Andrew Scheer went to Washington to talk up the benefits of NAFTA and show he is a statesman-in-waiting.
And Jagmeet Singh invited media to peek in at his marriage proposal to designer Gurkiran Kaur, to show he is a man of Instagram.
Spectacle aside, the week in Canadian politics revealed developments in global security, reproductive rights and the health of business investment. Here's how:
The jury is still out over whether Tuesday's foreign ministers' meeting in Vancouver, co-hosted by Canada and the United States, hurt or helped ease the tension around North Korea and its nuclear arsenal.
The summit saw the foreign ministers declare their dedication to United Nations sanctions in an effort to force North Korea to de-nuclearize.

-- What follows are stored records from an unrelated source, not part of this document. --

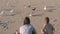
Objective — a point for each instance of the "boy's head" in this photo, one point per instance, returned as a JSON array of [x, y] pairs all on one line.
[[46, 20], [27, 20]]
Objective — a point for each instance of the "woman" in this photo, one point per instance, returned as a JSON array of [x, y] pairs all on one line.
[[47, 28], [27, 28]]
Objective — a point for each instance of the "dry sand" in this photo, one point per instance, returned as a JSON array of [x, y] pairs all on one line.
[[13, 12]]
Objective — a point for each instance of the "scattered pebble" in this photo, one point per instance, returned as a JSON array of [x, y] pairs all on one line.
[[34, 9], [45, 8]]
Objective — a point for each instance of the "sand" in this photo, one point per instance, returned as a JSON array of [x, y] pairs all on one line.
[[13, 12]]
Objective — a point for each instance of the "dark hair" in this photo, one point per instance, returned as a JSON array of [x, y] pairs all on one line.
[[47, 18], [27, 20]]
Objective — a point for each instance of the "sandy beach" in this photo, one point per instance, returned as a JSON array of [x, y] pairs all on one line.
[[13, 12]]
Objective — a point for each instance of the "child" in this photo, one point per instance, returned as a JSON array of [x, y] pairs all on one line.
[[47, 28]]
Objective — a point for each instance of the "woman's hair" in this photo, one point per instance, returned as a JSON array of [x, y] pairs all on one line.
[[27, 20], [47, 18]]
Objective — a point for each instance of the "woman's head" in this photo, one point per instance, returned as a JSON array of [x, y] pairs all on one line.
[[46, 20], [27, 20]]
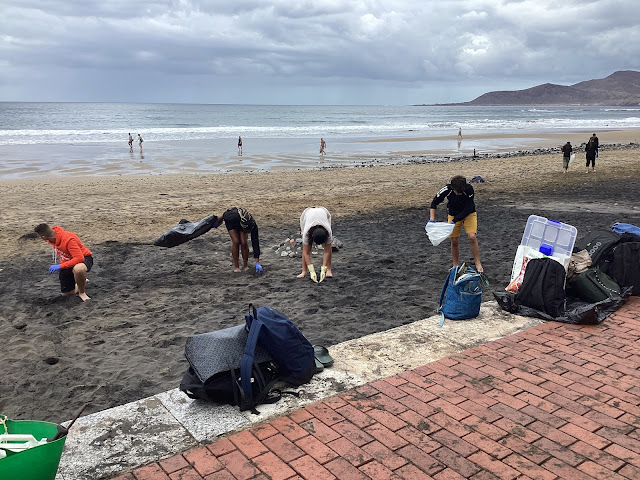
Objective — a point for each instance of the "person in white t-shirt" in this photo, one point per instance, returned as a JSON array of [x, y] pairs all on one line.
[[315, 225]]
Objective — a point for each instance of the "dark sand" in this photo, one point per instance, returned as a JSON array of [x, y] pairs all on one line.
[[128, 341]]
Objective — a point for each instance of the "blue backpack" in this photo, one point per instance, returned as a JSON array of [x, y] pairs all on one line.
[[626, 228], [282, 340], [461, 294]]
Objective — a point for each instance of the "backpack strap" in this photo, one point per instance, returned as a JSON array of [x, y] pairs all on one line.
[[442, 294], [249, 354]]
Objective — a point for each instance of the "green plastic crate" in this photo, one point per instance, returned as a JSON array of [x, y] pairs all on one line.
[[37, 463]]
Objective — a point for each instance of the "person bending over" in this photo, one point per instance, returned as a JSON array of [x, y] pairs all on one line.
[[240, 224], [315, 225], [462, 212], [75, 259]]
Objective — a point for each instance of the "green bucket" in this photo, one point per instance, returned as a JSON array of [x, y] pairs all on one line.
[[37, 463]]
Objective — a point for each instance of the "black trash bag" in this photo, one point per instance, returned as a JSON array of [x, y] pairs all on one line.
[[185, 231], [576, 312]]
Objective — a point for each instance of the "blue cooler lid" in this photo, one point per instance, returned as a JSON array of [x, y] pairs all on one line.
[[546, 249]]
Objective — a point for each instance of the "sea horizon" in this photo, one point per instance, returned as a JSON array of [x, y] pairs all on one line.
[[40, 139]]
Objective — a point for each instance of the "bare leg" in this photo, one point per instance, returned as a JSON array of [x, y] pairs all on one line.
[[326, 258], [455, 250], [475, 250], [244, 244], [235, 249], [306, 259]]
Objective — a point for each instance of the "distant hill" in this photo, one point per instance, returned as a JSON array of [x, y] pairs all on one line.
[[620, 88]]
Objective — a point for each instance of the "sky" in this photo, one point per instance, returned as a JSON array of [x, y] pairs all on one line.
[[321, 52]]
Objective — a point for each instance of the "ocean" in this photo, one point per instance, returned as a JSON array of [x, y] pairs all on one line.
[[49, 139]]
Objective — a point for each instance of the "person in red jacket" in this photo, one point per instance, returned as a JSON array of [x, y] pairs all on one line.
[[75, 259]]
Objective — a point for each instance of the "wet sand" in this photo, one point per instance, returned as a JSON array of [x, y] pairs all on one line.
[[128, 341]]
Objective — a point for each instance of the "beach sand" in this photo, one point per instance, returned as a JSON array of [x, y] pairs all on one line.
[[127, 342]]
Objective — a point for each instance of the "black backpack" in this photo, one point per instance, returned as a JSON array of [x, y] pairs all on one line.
[[598, 243], [215, 360], [624, 266], [543, 287]]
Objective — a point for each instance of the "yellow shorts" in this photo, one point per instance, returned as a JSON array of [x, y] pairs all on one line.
[[470, 224]]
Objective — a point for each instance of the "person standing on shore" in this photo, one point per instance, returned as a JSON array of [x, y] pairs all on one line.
[[591, 152], [315, 226], [75, 259], [566, 155], [240, 224], [462, 212]]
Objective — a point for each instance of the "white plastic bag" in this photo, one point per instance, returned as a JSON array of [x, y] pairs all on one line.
[[438, 231]]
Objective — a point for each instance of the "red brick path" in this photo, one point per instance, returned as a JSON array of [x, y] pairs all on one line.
[[553, 402]]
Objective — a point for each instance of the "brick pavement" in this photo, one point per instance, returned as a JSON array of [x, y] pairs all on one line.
[[555, 401]]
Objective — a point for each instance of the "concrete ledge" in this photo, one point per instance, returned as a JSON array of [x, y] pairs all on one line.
[[119, 439]]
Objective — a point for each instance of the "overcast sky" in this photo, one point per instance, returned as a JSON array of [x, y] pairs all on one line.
[[306, 52]]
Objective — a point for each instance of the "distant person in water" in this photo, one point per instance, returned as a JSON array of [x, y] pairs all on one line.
[[566, 155], [315, 226], [240, 224], [75, 259]]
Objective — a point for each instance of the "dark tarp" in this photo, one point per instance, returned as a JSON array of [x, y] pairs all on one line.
[[577, 311], [185, 231]]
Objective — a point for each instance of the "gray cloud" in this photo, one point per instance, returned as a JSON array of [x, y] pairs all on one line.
[[364, 51]]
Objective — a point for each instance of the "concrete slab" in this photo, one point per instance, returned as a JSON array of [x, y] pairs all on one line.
[[203, 420], [103, 444], [330, 382], [407, 347], [106, 443]]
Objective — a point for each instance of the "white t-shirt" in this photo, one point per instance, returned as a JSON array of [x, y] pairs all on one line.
[[311, 217]]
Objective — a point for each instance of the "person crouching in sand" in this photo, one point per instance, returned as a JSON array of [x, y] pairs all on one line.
[[240, 224], [462, 212], [315, 225], [75, 259]]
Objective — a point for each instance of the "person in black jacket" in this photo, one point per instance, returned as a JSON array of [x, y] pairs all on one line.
[[592, 153], [462, 212]]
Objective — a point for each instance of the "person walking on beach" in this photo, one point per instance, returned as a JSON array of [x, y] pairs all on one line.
[[566, 155], [315, 226], [240, 224], [597, 143], [591, 152], [75, 259], [462, 212]]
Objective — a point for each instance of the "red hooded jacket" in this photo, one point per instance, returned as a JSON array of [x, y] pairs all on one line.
[[69, 248]]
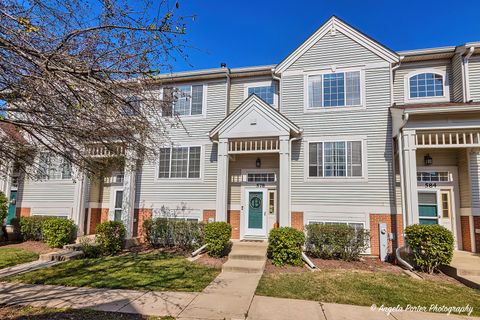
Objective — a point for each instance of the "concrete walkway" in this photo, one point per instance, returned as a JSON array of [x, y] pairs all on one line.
[[179, 304]]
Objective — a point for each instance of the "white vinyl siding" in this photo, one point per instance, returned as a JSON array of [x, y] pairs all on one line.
[[338, 89], [335, 159]]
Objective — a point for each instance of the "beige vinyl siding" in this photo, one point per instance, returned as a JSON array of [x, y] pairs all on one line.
[[440, 157], [475, 179], [237, 89], [457, 78], [402, 72], [372, 122], [269, 161], [194, 194], [335, 50], [464, 179], [474, 77]]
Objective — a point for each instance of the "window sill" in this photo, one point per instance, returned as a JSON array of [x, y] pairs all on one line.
[[333, 109]]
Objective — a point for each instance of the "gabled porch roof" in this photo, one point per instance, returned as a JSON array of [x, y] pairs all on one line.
[[254, 118]]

They also sent a signal to China and Russia, who were not invited to the meeting, that they were not doing enough to enforce the sanctions effort.
And U.S. Secretary of State Rex Tillerson pointed to North Korea's plans to participate in the Olympics next month in South Korea as proof that the U.S. approach to North Korea — which has included aggressive tweeting between leaders Donald Trump and Kim Jong Un — actually works.
But China and Russia did not take kindly to their exclusion from the meeting.
And by the end of the week, North Korea was perhaps showing cold feet on the Olympics, cancelling a scheduled visit to South Korea to prepare for the event.
The Liberals launched another youth-oriented program this week with an insistence that groups receiving government funding actively declare they are pro-choice.
The prime minister used an Instagram video to roll out the new Canada Service Corps, which earmarks $105 million over three years to helping young people with volunteer work.
Like the Canada Summer Jobs program, where any group seeking funding will need to check a box declaring its pro-choice credentials, similar criteria are being used to determine eligibility for service corps funds. Trudeau says government money should not go to groups that don't respect women's rights.
The move has prompted a debate over ideology, the reach of the charter, freedom of religion and whether the Liberals have gone too far. On Friday, the abortion rights group that drove the pro-choice requirement for the Canada Summer Jobs program wondered aloud if the Liberals had overstepped.
The Conservatives, for their part, have accused Trudeau of imposing his values on others. But they want to know more about the program requirements before they go further in their criticism.
Trump, meanwhile, addressed an anti-abortion march on Friday in Washington, where he insisted that Americans are becoming more anti-abortion all the time.
The on-again-off-again future of the North American Free Trade Agreement is not sitting well with companies doing business in Canada, and the uncertainty is starting to bite, the Bank of Canada warned this week.
Central bank governor Stephen Poloz says NAFTA uncertainty and pro-business tax cuts in the United States are driving investment away from Canada, hurting the Canadian economy.
Policy-makers have long had their eye on Canada's lacklustre business investment record, looking at ways to turn it around.
So the central bank's findings put pressure on the federal government to seek a quicker resolution to the renegotiation of NAFTA. Negotiations meet in Montreal in coming days for their sixth round of talks. Progress towards a resolution has been sparse, and there are growing fears the United States is losing its patience.
And Canadian associations representing big and small businesses alike are raising the alarm about Canada losing a competitive edge on the tax front.
Ottawa has argued repeatedly, however, that Canada's investment regime remains as attractive as ever. Trudeau is heading to Davos this coming week to mingle with the rich and famous to pitch that very message to multinational corporations he hopes to lure to here.
Heather Scoffield, Ottawa Bureau Chief, The Canadian Press
Note to readers: This is a corrected story. An earlier version said Canada Service Corps applicants would need to check a box to declare their pro-choice stance.